Hello, the customer also has access to their router, so maybe there is something wrong with the config. This problem ONLY happens with iOS 14 clients. Everything else is fine. Funny thing, we only have the one customer with this issue. Thanks.
Hi,
As normis explained, the devices try to fetch the captive portal detection page (in this case, captive.apple.com) on connection. If they get the expected result, they know that they can get online, otherwise they know they are behind a captive portal and trigger the detection of the captive portal page. So the only way this can happen is either with walled garden settings or ip firewall settings that allow customers access to outside resources without having to go through the captive portal. Those outside resources need not include the actual captive.apple.com site, but can instead include sites that are served from the same IP address as captive.apple.com, which can be a large number of sites potentially if it is served from a CDN. The result is that you have to be very very careful whenever you give unauthenticated users access to anything outside as you can easily break captive portal detection in the event that something is allowing traffic from the hotspot client to that IP prior to authentication.
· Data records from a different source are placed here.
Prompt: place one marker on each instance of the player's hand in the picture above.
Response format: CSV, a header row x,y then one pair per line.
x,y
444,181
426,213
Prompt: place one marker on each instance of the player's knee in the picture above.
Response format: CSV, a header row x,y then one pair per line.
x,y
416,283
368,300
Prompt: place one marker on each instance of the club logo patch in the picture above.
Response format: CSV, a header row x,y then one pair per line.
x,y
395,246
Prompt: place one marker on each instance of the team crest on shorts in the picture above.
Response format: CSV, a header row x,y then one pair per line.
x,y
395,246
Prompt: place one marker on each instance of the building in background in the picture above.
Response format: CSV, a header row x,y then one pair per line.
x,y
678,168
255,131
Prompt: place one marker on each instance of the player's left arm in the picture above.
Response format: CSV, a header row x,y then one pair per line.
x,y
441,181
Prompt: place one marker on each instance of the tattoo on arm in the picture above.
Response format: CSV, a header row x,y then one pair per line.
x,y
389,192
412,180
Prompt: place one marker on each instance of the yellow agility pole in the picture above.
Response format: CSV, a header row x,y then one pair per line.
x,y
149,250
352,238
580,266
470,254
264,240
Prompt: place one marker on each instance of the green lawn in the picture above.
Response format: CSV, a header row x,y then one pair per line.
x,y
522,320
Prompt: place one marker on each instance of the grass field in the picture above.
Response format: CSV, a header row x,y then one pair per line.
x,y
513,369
iOS 14 also has a new feature where you can tell iOS that it is behind a captive portal via DHCPv4 option 114:
https://developer.apple.com/news/?id=q78sq5rv
Please note that you shouldn't *have* to use that option to correct this issue, your issue is certainly caused by allowing unauthenticated hotspot users access to some outside resource, and access to that outside resource is making the device think it isn't actually behind a captive portal and it doesn't show the login page as a result.